VANCOUVER, BRITISH COLUMBIA--(Marketwire - June 11, 2012) -
NOT FOR DISTRIBUTION TO UNITED STATES NEWSWIRE SERVICES OR FOR DISSEMINATION IN THE UNITED STATES
International Northair Mines Ltd. (TSX VENTURE:INM) ("Northair" or the "Company") is pleased to announce that Coeur d'Alene Mines Corporation (TSX:CDM)(NYSE:CDE) ("Coeur d'Alene") has agreed to terms for a $3 million investment in Northair.
Coeur d'Alene has agreed to purchase 10,750,000 Units of Northair at a price of $0.28 per Unit for gross proceeds of $3,010,000. Each Unit shall be comprised of one common share and one half warrant. Each full warrant will entitle the holder to acquire one common share of Northair at a price of $0.40 for a period of 18 months immediately following the closing date. The warrants will be subjected to an accelerated exercise provision if the share price of Northair closes at or above $0.85 for 10 or more consecutive trading days.

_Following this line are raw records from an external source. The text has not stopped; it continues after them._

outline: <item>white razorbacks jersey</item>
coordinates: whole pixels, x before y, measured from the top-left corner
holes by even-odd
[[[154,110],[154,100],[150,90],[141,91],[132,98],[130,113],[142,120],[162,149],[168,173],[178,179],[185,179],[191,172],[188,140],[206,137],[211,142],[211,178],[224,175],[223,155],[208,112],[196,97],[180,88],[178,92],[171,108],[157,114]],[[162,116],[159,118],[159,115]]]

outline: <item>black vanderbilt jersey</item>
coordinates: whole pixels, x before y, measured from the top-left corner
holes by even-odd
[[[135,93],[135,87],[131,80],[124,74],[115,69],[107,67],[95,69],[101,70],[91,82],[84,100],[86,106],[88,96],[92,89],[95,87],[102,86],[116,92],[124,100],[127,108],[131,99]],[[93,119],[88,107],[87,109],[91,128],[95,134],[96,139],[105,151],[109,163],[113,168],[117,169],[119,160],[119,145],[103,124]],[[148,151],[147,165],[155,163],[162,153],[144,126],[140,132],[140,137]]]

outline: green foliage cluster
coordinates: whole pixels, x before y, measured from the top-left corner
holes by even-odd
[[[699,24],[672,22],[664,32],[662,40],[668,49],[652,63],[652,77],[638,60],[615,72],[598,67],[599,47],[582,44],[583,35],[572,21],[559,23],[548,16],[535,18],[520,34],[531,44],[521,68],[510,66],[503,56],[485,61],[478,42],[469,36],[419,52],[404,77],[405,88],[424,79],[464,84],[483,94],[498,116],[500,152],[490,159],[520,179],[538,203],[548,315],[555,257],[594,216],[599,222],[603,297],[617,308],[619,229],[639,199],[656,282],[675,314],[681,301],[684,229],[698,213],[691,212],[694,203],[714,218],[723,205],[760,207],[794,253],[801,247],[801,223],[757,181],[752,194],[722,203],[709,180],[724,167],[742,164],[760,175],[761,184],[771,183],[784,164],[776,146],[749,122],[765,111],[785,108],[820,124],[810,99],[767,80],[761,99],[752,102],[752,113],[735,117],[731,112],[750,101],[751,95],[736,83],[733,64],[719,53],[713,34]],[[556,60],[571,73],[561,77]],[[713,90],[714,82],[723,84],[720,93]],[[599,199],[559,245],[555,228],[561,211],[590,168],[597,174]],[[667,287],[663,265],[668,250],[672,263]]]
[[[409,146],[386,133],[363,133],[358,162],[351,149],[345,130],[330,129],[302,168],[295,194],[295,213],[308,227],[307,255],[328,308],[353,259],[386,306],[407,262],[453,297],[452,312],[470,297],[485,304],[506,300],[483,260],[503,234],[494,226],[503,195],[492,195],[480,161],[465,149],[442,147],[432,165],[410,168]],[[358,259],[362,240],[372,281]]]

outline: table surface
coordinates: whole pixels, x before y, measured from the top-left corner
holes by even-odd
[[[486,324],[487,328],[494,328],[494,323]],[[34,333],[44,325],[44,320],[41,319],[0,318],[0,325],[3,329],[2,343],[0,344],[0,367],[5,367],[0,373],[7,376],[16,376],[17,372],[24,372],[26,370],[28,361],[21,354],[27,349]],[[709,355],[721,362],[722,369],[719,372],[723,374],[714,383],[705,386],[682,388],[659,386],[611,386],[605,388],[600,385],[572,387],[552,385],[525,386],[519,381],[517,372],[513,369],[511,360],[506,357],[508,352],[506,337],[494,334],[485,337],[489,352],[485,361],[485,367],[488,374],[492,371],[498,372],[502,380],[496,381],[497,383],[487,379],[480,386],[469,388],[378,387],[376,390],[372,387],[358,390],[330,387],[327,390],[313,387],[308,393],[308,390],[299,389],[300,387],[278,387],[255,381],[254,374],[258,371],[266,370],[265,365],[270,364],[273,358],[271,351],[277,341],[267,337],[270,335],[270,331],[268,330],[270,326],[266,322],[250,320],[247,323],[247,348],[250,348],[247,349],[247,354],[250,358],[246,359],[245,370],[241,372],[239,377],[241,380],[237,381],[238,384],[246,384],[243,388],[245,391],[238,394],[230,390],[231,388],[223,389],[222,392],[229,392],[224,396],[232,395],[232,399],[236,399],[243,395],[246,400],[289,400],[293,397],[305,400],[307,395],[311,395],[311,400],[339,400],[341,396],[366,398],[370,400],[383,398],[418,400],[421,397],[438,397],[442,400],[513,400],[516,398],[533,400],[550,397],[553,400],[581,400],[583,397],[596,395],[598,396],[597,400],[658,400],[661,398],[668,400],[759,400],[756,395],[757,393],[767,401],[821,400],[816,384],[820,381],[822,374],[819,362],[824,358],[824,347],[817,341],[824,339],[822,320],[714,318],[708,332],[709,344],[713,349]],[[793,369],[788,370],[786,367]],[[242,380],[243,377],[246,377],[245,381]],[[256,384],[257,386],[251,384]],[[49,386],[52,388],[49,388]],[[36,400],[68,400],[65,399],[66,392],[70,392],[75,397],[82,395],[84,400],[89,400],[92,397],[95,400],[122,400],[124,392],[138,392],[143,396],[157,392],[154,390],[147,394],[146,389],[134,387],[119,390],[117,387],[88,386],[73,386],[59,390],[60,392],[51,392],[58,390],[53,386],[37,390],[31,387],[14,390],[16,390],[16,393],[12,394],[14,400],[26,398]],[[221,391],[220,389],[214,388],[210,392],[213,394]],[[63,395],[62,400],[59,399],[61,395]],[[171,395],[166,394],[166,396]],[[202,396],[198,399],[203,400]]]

"This significant equity investment by Coeur d'Alene, one of North America's largest primary silver producers, is a strong technical endorsement of Northair's La Cigarra Project," said Fred Hewett, President and CEO of Northair. "Despite the turbulent financial markets, this is a very exciting time for the Company as we aggressively advance this new mineral discovery in the historic Parral silver district in central Mexico. Northair will provide shareholders with regular updates as we approach the publication of La Cigarra's initial resource calculation scheduled for this fall."
The Company is also arranging a non-brokered private placement for a minimum of $1 million consisting of a minimum of 3,571,429 Units with the same terms and conditions as the Coeur d'Alene financing outlined above in this press release.
Northair will pay a finder's fee in both private placements in cash or shares, at the election of the Company, of up to 7% of the proceeds raised or the number of Units sold, respectively, through the efforts of the finder. The finder or finders may also receive finder's warrants (the "Finder's Warrants") equal to 7% of the Units placed by the finder. The Finder's Warrants will have the same terms as the warrants forming part of the Units.
The net proceeds of both private placements will be used to further the Company's exploration projects and for general corporate purposes. Both share offerings are subject to, among other things, receipt by Northair of all necessary regulatory approvals, including the approval of the TSX Venture Exchange and a hold period of four months for all securities in the private placements.
About International Northair Mines Ltd.
Northair is a mineral exploration company engaged in the acquisition and development of gold and silver properties in Mexico. The Company has successfully staked and acquired a number of early stage projects that offer opportunities for significant discoveries. The Company is currently drilling its La Cigarra and Sierra Rosario projects in Mexico, and is scheduled to complete an initial resource calculation at La Cigarra by the end of Q3 2012. A third project in Mexico, the El Reventon silver project, is currently optioned to Focus Ventures Ltd, who is committed to spend a minimum of USD$250,000 by April 2013.
ON BEHALF OF THE BOARD,
INTERNATIONAL NORTHAIR MINES LTD.
Fred G. Hewett, P.Eng., President & CEO
This news release may contain forward looking statements which are not historical facts, such as ore reserve estimates, anticipated production or results, sales, revenues, costs, or discussions of goals and exploration results, and involves a number of risks and uncertainties that could cause actual results to differ materially from those projected. These risks and uncertainties include, but are not limited to, metal price volatility, volatility of metals production, project development, ore reserve estimates, future anticipated reserves and cost engineering estimate risks, geological factors and exploration results. See Northair's filings for a more detailed discussion of factors that may impact expected results.
This news release does not constitute an offer to sell or solicitation of an offer to sell any securities in the United States. The securities have not been and will not be registered under the United States Securities Act of 1933, as amended (the "U.S. Securities Act") or any state securities laws and may not be offered or sold within the United States or to U.S. Persons unless registered under the U.S. Securities Act and applicable state securities laws or an exemption from such registration is available.Neither TSX Venture Exchange nor its Regulation Services Provider (as that term is defined in the policies of the TSX Venture Exchange) accepts responsibility for the adequacy or accuracy of this news release.